Os familiares relatam como a morte de vítimas da repressão política dos anos de chumbo criou memórias “torturantes”, marcadas por violências e solicitam reparação moral, imaterial e financeira pelos responsáveis pelas violações, bem como o enfrentamento das causas estruturais da violência no campo, inclusive por meio de reforma agrária.
“É preciso reconhecer: muitas das graves violações dos direitos humanos dos camponeses continuam a ser praticadas até hoje, como atestam as séries históricas da Comissão Pastoral da Terra e da Comissão Camponesa da Verdade”, diz o documento entregue aos deputados.
A audiência havia sido marcada para evidenciar como mortos e desaparecidos no campo durante o período de repressão política teriam ficado à margem dos processos de reconhecimento e reparação promovidos pelo Estado brasileiro desde a redemocratização. “Meu pai faz falta. Muita falta, para todos nós. [São] Traumas que a gente carrega para a vida inteira”, diz Canuto. “Às vezes, eu tenho vontade de gritar, de chamar por uma justiça que nunca ocorreu”, pontuou Sacramento.

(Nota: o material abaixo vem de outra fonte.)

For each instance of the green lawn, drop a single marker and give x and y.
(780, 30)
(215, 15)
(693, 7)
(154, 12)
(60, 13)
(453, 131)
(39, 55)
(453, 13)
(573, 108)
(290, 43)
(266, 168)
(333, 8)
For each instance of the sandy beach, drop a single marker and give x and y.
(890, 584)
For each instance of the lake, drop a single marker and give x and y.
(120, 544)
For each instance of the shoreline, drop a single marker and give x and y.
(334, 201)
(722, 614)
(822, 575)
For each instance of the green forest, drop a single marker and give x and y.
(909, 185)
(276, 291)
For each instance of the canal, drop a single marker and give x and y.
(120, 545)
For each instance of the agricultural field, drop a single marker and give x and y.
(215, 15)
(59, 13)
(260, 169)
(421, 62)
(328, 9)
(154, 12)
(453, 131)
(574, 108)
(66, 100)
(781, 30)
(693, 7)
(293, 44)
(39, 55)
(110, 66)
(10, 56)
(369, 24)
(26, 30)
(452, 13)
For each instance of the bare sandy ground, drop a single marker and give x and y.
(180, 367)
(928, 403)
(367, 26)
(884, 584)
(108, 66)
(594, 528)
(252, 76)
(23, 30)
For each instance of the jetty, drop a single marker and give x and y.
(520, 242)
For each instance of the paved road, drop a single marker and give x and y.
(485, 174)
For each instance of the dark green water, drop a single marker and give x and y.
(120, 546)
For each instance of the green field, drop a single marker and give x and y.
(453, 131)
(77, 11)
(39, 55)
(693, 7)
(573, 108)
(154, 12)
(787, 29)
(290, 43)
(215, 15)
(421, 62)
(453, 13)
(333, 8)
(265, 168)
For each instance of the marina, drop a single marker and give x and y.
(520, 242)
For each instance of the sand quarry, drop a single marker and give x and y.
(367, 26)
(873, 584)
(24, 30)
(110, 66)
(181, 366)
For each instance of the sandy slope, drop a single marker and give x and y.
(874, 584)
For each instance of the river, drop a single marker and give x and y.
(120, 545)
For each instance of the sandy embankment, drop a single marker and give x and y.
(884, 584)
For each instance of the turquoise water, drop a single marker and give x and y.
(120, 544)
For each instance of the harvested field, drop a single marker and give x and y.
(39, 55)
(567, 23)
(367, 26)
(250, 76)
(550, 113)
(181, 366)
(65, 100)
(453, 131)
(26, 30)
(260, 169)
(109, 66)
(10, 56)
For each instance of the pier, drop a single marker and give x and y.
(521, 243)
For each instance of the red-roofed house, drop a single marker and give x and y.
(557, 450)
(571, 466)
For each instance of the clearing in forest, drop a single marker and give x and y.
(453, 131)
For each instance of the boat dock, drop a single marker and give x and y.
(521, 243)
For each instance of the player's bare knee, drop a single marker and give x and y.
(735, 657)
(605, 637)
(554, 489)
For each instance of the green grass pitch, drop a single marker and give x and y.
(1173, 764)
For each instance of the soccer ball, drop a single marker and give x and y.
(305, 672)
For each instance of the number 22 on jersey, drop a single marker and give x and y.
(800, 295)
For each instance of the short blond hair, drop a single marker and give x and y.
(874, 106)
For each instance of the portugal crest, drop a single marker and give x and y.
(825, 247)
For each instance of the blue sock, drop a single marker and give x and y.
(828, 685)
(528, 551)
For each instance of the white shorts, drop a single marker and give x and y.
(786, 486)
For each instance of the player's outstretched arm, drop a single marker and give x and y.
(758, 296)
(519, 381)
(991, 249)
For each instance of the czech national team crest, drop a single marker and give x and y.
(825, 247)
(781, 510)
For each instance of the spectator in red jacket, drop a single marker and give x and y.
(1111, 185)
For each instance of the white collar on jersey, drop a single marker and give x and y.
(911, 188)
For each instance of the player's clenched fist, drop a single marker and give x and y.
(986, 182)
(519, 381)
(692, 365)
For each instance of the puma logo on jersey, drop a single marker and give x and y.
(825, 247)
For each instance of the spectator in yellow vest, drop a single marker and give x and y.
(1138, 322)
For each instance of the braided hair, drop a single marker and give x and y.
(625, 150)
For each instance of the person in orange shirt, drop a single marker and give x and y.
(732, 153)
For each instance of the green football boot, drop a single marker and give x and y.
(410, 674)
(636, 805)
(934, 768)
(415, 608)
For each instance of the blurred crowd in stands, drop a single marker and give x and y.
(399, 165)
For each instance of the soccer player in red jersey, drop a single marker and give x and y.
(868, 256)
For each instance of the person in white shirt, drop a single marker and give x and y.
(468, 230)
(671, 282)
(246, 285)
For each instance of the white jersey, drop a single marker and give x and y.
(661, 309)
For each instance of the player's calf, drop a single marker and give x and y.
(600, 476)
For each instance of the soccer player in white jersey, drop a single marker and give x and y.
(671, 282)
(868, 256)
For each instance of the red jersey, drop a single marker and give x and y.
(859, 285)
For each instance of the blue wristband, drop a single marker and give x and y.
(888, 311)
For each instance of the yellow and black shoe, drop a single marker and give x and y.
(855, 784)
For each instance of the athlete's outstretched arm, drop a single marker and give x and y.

Impedimento geográfico, dívida histórica
De acordo com levantamento da Comissão Camponesa da Verdade (CCV), entre 1961 e 2023, foram registrados 3.508 assassinatos de camponeses e aliados políticos em áreas rurais. Destes, segundo o ex-preso político e pesquisador colaborador da Universidade de Brasília (UnB) Gilney Viana, 2.068 casos foram registrados durante a ditadura militar.
“Historicamente, o campo sempre foi um domínio das forças mais conservadoras. E as forças conservadoras governaram esse país há dois, três, quatro séculos, baseado no escravismo, no extermínio dos indígenas, na exploração de gerações de camponeses”, afirmou Viana em entrevista à Agência Pública. “Nós estamos sempre deixando cobrança de uma dívida histórica para a geração seguinte”, afirmou o pesquisador que participou da criação da CCV.
Até hoje, apenas 45 vítimas camponesas foram reconhecidas pela Comissão Nacional da Verdade (CNV), que funcionou entre 2012 e 2014 para investigar crimes cometidos pelo Estado durante a ditadura militar de 1946 a 1988.

“Essa audiência pública acontece no contexto de 30 anos da Comissão de Direitos Humanos. E esses familiares de camponeses assassinados no Brasil, no interior do país, nunca foram ouvidos numa comissão, nunca tiveram espaço dentro do parlamento para ouvir os seus casos, histórias de vida”, disse o deputado Reimont (PT-RJ).
“Há uma tentativa de apagamento e ela é muito proposital. E no Brasil, se a gente deixar que o apagamento aconteça, a gente não luta contra as práticas de repetição e aí vamos continuar tendo mortes no campo e na cidade”, complementou o parlamentar.